This study aims to develop surrogate models to accelerate decision-making processes related to porous media flows, using geologic storage of carbon dioxide (

C O_{2} $CO_2$

) as an example. Several engineering problems, including selection of subsurface

C O_{2} $CO_2$

storage sites, often requires costly and complex simulations of flow fields. In this work, a Fourier Neural Operator (FNO) based model is developed for real-time, high-resolution simulation of

C O_{2} $CO_2$

plume migration. The model is trained on a comprehensive dataset derived from realistic subsurface parameters and achieves a computational speed-up of

O (10^{3} to 10^{5}) $\mathcal {O}(10^3 \textrm { to } 10^5)$

when compared to numerical simulators used in this work, with only a minimal reduction in predictive accuracy. Super-resolution experiments are also investigated to reduce the computational cost of training the FNO-based models.

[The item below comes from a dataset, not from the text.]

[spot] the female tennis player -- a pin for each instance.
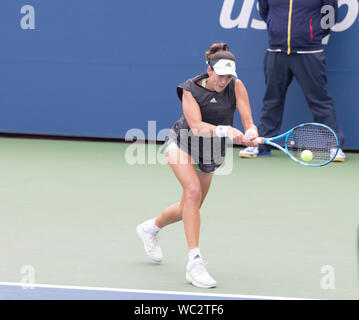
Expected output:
(195, 148)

Additionally, various strategies are proposed to enhance the reliability of model predictions, which is crucial for evaluating actual geological storage sites. This framework, based on NVIDIA's PhysicsNeMo library, enables rapid screening of sites for CCS. This work scales data-driven models to realistic 3D systems that better reflect real-life subsurface aquifers and reservoirs, paving the way for building next-generation digital twins for subsurface CCS applications. The workflows and strategies discussed can be easily adapted to other material systems and energy solutions, such as geothermal reservoir modeling, flow batteries, fuel cells, and hydrogen storage.

Abstract Image

查看原文本刊更多论文

利用傅里叶神经算子加速多孔介质流动模拟：在二氧化碳地质封存中的应用

本研究旨在建立替代模型，以二氧化碳（C±O2$CO_2$）的地质储存为例，加速与多孔介质流动相关的决策过程。一些工程问题，包括地下C²O2$CO_2$储存地点的选择，往往需要昂贵和复杂的流场模拟。本文建立了一种基于傅立叶神经算子（Fourier Neural Operator， FNO）的实时、高分辨率模拟C²O2$CO_2$羽流迁移的模型。该模型是在基于真实地下参数的综合数据集上进行训练的，与本研究中使用的数值模拟器相比，该模型的计算速度提高了O (103 ~ 105)$\mathcal {O}(10^3 \textrm{到}10^5)$，预测精度只有很小的降低。为了减少基于fno的模型训练的计算成本，还研究了超分辨率实验。此外，提出了各种策略来提高模型预测的可靠性，这对于评估实际的地质储存地点至关重要。该框架基于NVIDIA的physicsnmo库，可以快速筛选CCS的站点。这项工作将数据驱动模型扩展到真实的3D系统，更好地反映真实的地下含水层和水库，为构建下一代地下CCS应用的数字孪生体铺平了道路。所讨论的工作流程和策略可以很容易地适用于其他材料系统和能源解决方案，如地热储层建模、液流电池、燃料电池和氢储存。

本文章由计算机程序翻译，如有差异，请以英文原文为准。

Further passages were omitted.